Mahomed Anies
Department of Pediatric Surgery, Royal Alexandra Children's Hospital, Brighton, UK.
J Laparoendosc Adv Surg Tech A. 2009 Apr;19 Suppl 1:S201. doi: 10.1089/lap.2008.0174.supp.
Laparoscopic transperitoneal nephrectomy is technically feasible in most cases of benign renal disease. To date, there have been isolated reports of laparoscopic transperitoneal heminephroureterectomy of principally the upper moiety of a duplex system. Rarely reported are lower moiety nephroureterectomies.
The aim of this IPEG submission is to present a 3-minute video demonstrating the technical details of a transperitoneal laparoscopic, right, lower moiety, heminephroureterectomy in a 3-year-old. METHODS/TECHNIQUES: A child with marginally functioning (<5%) lower moiety of a right duplex system was subjected to a transperitoneal heminephroureterectomy. The patient was placed in a left lateral position and an umbilical camera and two working ports (right iliac fossa, epigastric), all 5 mm, were utilized. The ascending colon was reflected to the left and the underlying lower moiety ureter identified and isolated. With traction on the ureter, the pelvis was brought into view and control of blood supply to the lower moiety was achieved by using a combination of ultrasonic scalpel and hook diathermy. A critical step at this stage was definition of the superior limit of the pelvis, which corresponded to the level of vascular demarcation. The renal parenchyma was transected at this point by using the ultrasonic scalpel, which ensured reasonable hemostasis. Complete hemostasis was assured by approximating the divided kidney with a series of three interrupted intracorporeal sutures. The subtending ureter was dissected close to the bladder base, where it was ligated and divided. A drain was placed percutaneously in the renal bed and the specimen retrieved via an extended umbilical incision.
The patient was started on fluids on recovery with oral feeds introduced the next morning. The drain was removed prior to discharge on day 2. At 6 months post-resection, the patient remains well.
Laparoscopic transperitoneal lower pole heminephroureterectomy is technically feasible for benign renal disease in children. The combination of ultrasonic scalpel and intracorporeal suturing is adequate to control bleeding of the transected kidney. Dissection of the ureter distally to bladder neck is easily achieved without change in port position. Recovery is robust with minimal requirement for analgesia. The wider space, better view, and ability to access all of the urinary tract make this a tenable alternative to other laparoscopic approaches.

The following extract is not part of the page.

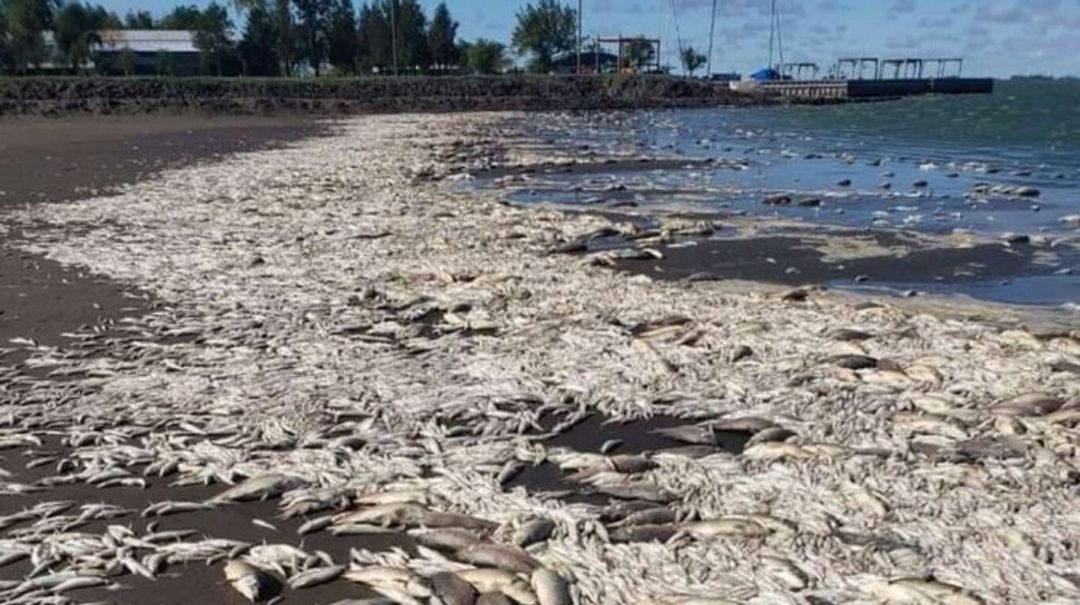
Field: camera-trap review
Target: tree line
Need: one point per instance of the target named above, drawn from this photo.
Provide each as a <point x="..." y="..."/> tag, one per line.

腹腔镜经腹膜肾切除术在大多数良性肾脏疾病病例中技术上是可行的。迄今为止,已有关于主要针对重复肾系统上半部分的腹腔镜经腹膜半肾输尿管切除术的个别报道。很少有关于下半部分肾输尿管切除术的报道。
本IPEG投稿的目的是展示一段3分钟的视频,演示一名3岁儿童经腹膜腹腔镜右侧下半部分半肾输尿管切除术的技术细节。

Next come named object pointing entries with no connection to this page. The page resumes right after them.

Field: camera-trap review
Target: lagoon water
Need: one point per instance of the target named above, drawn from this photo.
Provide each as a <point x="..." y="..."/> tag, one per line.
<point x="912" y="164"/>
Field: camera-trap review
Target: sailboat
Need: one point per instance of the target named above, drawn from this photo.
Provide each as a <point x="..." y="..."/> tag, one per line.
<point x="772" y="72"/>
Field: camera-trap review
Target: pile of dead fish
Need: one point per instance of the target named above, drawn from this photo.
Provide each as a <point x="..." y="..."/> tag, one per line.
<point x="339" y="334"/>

方法/技术:一名右侧重复肾系统下半部分功能轻微(<5%)的儿童接受了经腹膜半肾输尿管切除术。患者取左侧卧位,使用一个脐部摄像头和两个5毫米的工作端口(右髂窝、上腹部)。将升结肠向左翻转,识别并分离其下方的下半部分输尿管。牵拉输尿管,使肾盂可见,通过超声刀和钩形电刀联合使用实现对下半部分血液供应的控制。此阶段的一个关键步骤是确定肾盂的上界,其对应于血管分界水平。此时使用超声刀横断肾实质,确保了合理的止血。通过一系列三针间断体内缝合使离断的肾脏对合,确保了完全止血。在膀胱底部附近解剖并结扎离断对侧输尿管。在肾床经皮放置引流管,并通过延长的脐部切口取出标本。
患者恢复后开始补液,次日早晨开始经口喂养。术后第2天出院前拔除引流管。切除术后6个月,患者情况良好。
腹腔镜经腹膜下极半肾输尿管切除术对于儿童良性肾脏疾病在技术上是可行的。超声刀和体内缝合的联合使用足以控制离断肾脏的出血。在不改变端口位置的情况下,很容易将输尿管向远端解剖至膀胱颈。恢复良好,镇痛需求 minimal。更宽敞的空间、更好的视野以及进入整个尿路的能力使这种方法成为其他腹腔镜手术方法的可行替代方案。